Estrenado con cierto retraso en nuestro país, El Último Concierto se trata -aparte de lo que muchos denominan erróneamente un film menor-, de una pequeña joya en bruto, llena de sentimientos enfrentados y gigantescas
interpretaciones.
La cinta, dirigida por Yaron Zilberman, retrata las
relaciones existentes entre los cuatro integrantes de La Fuga, un cuarteto musical de
cuerda que lleva 25 años recorriendo los escenarios con sus conciertos. Tres
hombres y una mujer. Se aprecian,
se respetan y actúan de forma totalmente profesional en sus respectivas tareas. Todo
parece ir viento en popa, como la seda, hasta que Peter, el mayor de ellos y
fundador del grupo, anuncia su retirada debido a que empieza a mostrar los
primeros síntomas de una enfermedad degenerativa. Ahora, entre otras cuestiones, tocará buscar un nuevo
violoncelista.
Recelos, enfrentamientos. ambiciones y envidias aflorarán en
pantalla. Nada es tan perfecto entre ellos como aparentaban. Los egos de los tres músicos que deberían
seguir ondeando la bandera de La Fuga por el mundo, no se harán esperar. La
desintegración del cuarteto está a un solo paso de iniciarse. Tanto es así, que
quizás hayan de suspender el que tenía que ser el último concierto; el concierto de despedida de
Peter.
De narración calmada y guión afinado como las notas
de la música clásica por la que se deja arropar, se trata de un film sobrio
dispuesto a diseccionar los rincones más débiles del ser humano.
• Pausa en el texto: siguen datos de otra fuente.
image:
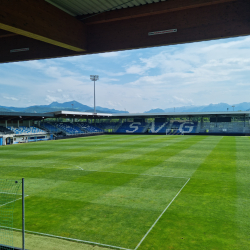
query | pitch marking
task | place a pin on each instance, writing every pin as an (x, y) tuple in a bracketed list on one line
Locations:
[(125, 173), (70, 239), (12, 201), (160, 216)]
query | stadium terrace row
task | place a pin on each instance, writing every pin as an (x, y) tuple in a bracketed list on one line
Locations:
[(136, 127), (175, 127)]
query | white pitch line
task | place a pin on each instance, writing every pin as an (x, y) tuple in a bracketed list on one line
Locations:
[(181, 177), (160, 216), (12, 201), (8, 193), (70, 239)]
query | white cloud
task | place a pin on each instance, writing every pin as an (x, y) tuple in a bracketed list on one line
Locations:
[(10, 98), (192, 74)]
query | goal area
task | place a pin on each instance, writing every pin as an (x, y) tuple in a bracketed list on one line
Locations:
[(174, 132)]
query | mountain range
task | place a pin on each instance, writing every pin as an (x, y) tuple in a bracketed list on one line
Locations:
[(55, 106), (244, 106)]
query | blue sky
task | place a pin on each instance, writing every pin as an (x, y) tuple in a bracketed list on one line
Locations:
[(136, 80)]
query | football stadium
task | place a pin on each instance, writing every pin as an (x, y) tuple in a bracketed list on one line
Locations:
[(125, 181)]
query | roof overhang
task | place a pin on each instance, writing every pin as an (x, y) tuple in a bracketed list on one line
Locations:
[(37, 29)]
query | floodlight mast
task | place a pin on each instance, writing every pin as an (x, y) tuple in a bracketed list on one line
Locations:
[(94, 78)]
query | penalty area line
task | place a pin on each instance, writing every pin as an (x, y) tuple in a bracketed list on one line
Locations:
[(69, 239), (160, 216)]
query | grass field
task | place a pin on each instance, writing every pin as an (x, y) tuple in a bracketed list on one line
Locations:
[(112, 190)]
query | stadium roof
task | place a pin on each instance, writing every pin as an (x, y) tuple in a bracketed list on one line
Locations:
[(24, 116), (80, 114), (37, 29), (85, 7)]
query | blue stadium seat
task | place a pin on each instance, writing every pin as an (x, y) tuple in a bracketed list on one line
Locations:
[(132, 127)]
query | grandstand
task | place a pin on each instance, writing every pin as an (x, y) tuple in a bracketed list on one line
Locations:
[(133, 127), (4, 130), (69, 128), (89, 128), (49, 127), (26, 130), (36, 127)]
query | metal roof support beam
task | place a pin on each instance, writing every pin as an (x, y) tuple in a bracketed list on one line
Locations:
[(148, 10), (197, 24), (44, 22)]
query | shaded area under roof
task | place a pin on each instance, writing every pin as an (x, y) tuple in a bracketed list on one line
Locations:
[(86, 7), (72, 114)]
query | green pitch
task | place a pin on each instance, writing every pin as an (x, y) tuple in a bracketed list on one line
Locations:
[(113, 190)]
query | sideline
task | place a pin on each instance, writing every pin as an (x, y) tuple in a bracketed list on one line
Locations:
[(160, 216)]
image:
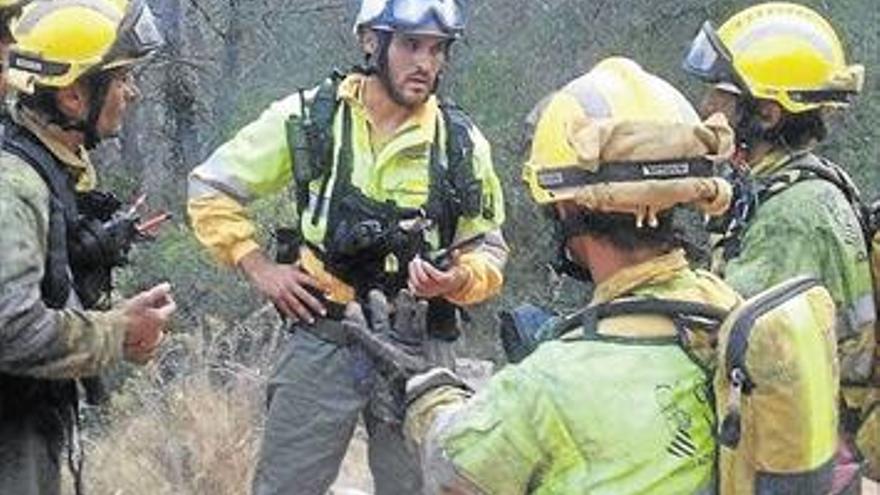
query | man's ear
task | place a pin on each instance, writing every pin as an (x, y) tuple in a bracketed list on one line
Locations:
[(771, 114), (369, 41), (73, 101)]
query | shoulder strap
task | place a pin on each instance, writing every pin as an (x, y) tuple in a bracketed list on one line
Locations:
[(310, 136), (738, 341), (807, 166), (56, 284), (454, 191)]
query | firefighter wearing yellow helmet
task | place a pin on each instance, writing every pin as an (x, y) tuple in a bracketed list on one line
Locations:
[(9, 9), (613, 153), (71, 85), (777, 69)]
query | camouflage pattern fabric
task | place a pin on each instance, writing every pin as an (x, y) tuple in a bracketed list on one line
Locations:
[(811, 229)]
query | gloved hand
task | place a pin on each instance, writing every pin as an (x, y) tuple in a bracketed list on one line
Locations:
[(423, 383)]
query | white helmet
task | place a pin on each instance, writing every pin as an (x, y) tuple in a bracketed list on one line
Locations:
[(433, 17)]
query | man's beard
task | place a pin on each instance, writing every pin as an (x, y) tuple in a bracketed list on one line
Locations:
[(395, 94)]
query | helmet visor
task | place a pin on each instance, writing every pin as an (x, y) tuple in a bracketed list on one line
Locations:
[(138, 35), (708, 58), (447, 15)]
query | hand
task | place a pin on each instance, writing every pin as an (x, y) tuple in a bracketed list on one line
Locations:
[(427, 281), (147, 314), (289, 288), (432, 379)]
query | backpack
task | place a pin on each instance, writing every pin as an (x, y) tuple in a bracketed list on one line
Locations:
[(773, 360), (861, 418)]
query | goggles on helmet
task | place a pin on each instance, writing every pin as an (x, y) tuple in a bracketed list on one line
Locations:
[(138, 35), (445, 17), (711, 61)]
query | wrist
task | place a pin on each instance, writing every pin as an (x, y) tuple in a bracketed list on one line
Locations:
[(253, 263)]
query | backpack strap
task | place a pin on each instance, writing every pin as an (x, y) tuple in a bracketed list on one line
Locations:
[(310, 137), (63, 213), (685, 314), (750, 193), (454, 191)]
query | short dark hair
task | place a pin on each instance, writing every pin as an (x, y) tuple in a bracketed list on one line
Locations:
[(800, 129), (621, 231)]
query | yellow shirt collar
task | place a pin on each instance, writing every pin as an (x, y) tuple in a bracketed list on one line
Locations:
[(78, 162), (423, 118)]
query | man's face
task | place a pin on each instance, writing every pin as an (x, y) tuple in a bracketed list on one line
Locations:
[(121, 92), (414, 63)]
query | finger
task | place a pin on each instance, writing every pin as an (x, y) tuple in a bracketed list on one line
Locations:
[(354, 313), (421, 318), (434, 274), (379, 310), (298, 309), (403, 306), (155, 296), (419, 282), (305, 297), (164, 312), (287, 305)]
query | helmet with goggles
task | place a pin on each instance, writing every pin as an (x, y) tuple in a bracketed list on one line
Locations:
[(59, 41), (444, 18), (776, 51)]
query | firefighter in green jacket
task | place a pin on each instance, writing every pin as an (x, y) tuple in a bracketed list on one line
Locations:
[(380, 166), (777, 69), (618, 407), (71, 85)]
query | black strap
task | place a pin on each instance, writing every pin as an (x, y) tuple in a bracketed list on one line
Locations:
[(694, 315), (738, 340), (626, 172)]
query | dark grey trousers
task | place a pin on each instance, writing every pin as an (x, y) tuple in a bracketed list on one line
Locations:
[(29, 459), (315, 396)]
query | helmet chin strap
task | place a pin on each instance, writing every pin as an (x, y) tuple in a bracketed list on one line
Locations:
[(99, 87)]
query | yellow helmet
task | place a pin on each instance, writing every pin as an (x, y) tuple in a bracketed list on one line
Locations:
[(619, 139), (777, 51), (58, 41)]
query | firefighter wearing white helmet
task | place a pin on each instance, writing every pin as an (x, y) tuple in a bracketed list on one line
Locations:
[(408, 170), (613, 153), (71, 83)]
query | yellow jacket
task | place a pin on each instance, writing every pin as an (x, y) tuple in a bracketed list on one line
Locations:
[(257, 162)]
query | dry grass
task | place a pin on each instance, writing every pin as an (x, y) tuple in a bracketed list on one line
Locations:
[(191, 422)]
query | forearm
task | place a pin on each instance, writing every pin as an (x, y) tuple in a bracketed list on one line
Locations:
[(222, 225), (484, 268)]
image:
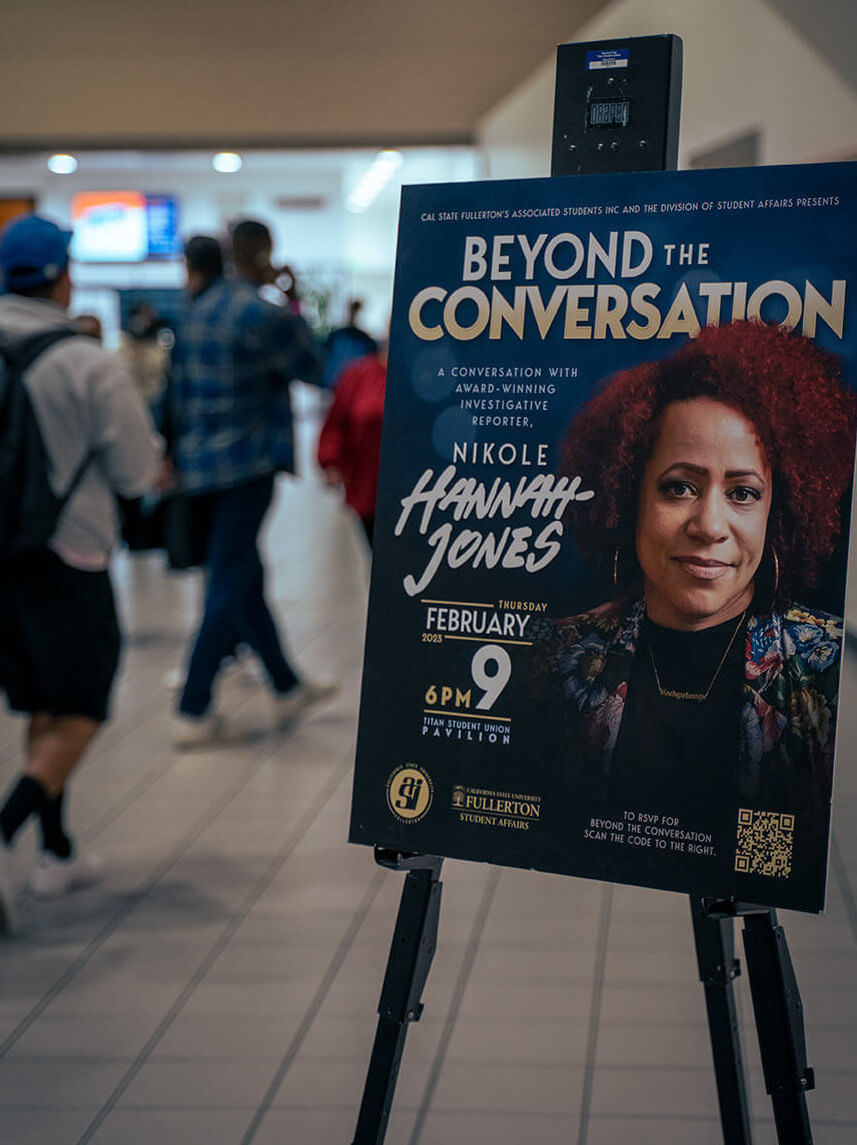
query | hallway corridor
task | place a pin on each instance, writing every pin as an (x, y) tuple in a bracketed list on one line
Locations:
[(219, 987)]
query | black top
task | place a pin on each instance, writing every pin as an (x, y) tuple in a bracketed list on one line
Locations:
[(681, 753)]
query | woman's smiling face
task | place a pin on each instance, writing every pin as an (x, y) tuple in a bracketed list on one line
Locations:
[(702, 514)]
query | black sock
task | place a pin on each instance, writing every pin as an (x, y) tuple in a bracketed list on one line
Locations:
[(53, 832), (24, 799)]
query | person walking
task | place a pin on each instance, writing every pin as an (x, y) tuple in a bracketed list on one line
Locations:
[(59, 632), (229, 431)]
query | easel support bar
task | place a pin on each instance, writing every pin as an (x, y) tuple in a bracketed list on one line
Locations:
[(411, 952), (779, 1021), (714, 937)]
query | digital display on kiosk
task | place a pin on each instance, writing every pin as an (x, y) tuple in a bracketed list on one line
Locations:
[(608, 112), (124, 227)]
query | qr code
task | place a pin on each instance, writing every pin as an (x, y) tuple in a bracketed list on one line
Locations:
[(765, 842)]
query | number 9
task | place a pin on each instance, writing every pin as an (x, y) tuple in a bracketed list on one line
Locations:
[(494, 682)]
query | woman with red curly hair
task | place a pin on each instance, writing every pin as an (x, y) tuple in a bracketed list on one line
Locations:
[(718, 475)]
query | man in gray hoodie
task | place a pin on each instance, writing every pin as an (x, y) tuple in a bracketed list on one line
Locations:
[(59, 631)]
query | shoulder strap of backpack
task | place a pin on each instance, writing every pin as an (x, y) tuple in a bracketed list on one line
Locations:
[(22, 354)]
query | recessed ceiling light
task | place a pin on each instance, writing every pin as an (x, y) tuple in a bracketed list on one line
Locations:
[(227, 163), (62, 164), (384, 166)]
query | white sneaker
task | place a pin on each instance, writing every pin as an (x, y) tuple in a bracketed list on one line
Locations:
[(52, 877), (303, 696), (7, 893), (189, 732)]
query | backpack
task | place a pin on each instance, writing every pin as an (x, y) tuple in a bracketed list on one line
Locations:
[(29, 507)]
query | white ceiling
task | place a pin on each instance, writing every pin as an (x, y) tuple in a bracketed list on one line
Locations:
[(267, 72)]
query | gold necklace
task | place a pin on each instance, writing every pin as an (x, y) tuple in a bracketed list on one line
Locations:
[(697, 696)]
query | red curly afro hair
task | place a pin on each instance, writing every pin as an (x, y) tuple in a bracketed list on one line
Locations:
[(779, 380)]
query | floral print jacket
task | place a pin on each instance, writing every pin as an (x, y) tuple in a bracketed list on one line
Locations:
[(791, 684)]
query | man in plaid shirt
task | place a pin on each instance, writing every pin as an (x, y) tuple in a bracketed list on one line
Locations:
[(228, 421)]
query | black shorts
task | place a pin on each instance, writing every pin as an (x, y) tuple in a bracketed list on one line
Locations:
[(59, 637)]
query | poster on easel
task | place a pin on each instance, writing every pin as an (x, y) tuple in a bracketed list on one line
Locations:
[(605, 621)]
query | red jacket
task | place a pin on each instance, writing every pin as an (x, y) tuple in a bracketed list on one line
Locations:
[(351, 435)]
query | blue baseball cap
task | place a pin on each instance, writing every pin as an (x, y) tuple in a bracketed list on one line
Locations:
[(33, 252)]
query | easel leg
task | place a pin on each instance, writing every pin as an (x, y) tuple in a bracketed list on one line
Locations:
[(411, 950), (779, 1024), (717, 970)]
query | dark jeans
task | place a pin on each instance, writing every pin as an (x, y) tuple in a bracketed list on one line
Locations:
[(235, 609)]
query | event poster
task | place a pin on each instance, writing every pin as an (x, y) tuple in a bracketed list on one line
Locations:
[(605, 625)]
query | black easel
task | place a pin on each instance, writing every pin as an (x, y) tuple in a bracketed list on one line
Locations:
[(776, 999), (411, 952), (778, 1017)]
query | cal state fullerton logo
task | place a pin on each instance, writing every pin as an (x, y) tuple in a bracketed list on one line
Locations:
[(409, 792)]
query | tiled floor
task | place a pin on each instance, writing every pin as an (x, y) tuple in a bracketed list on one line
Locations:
[(220, 987)]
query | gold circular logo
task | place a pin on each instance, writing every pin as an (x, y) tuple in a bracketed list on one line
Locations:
[(409, 792)]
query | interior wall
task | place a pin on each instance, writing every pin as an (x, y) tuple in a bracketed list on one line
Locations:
[(746, 68)]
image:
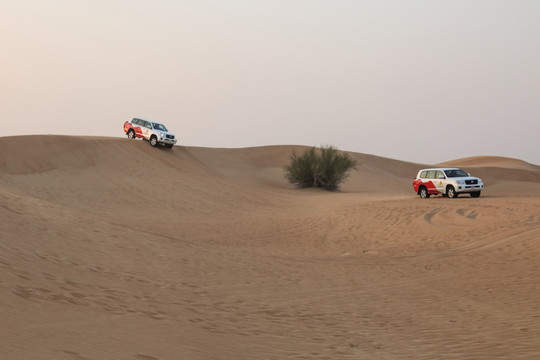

Y lo hace con
tranquilidad, sin prisa y manteniendo cierta distancia emotiva con sus
personajes, sin dejar de marcarse, de vez en cuando, alguna que otra explosión de
tensión plagada de amarguras.
Y allí, como espectador principal de la tirantez
creada, se sitúa el desafortunado Peter quien, con su anunciada jubilación, se
ha convertido en una especie de espoleta humana; un personaje al que da vida, de forma
brillante, un majestuoso Christopher Walken, mientras que, al otro lado de la barrera, en el bando de
las rencillas y la mala leche, tres actorazos de mucho cuidado: Philip Seymour
Hoffman, Catherine Keener y el ucraniano Mark Ivanir, los dos primeros en la piel del matrimonio Gelbart (segundo violín y viola, respectivamente) y el tercero en la de Daniel, el engreído primer violín.
Un trabajo intimista que se muestra capaz de
emocionar sin recurrir a truculencias lacrimógenas y marcado por una escena
final, tan resolutiva como magistral, en donde la música se convierte en su
principal protagonista. No se la pierdan.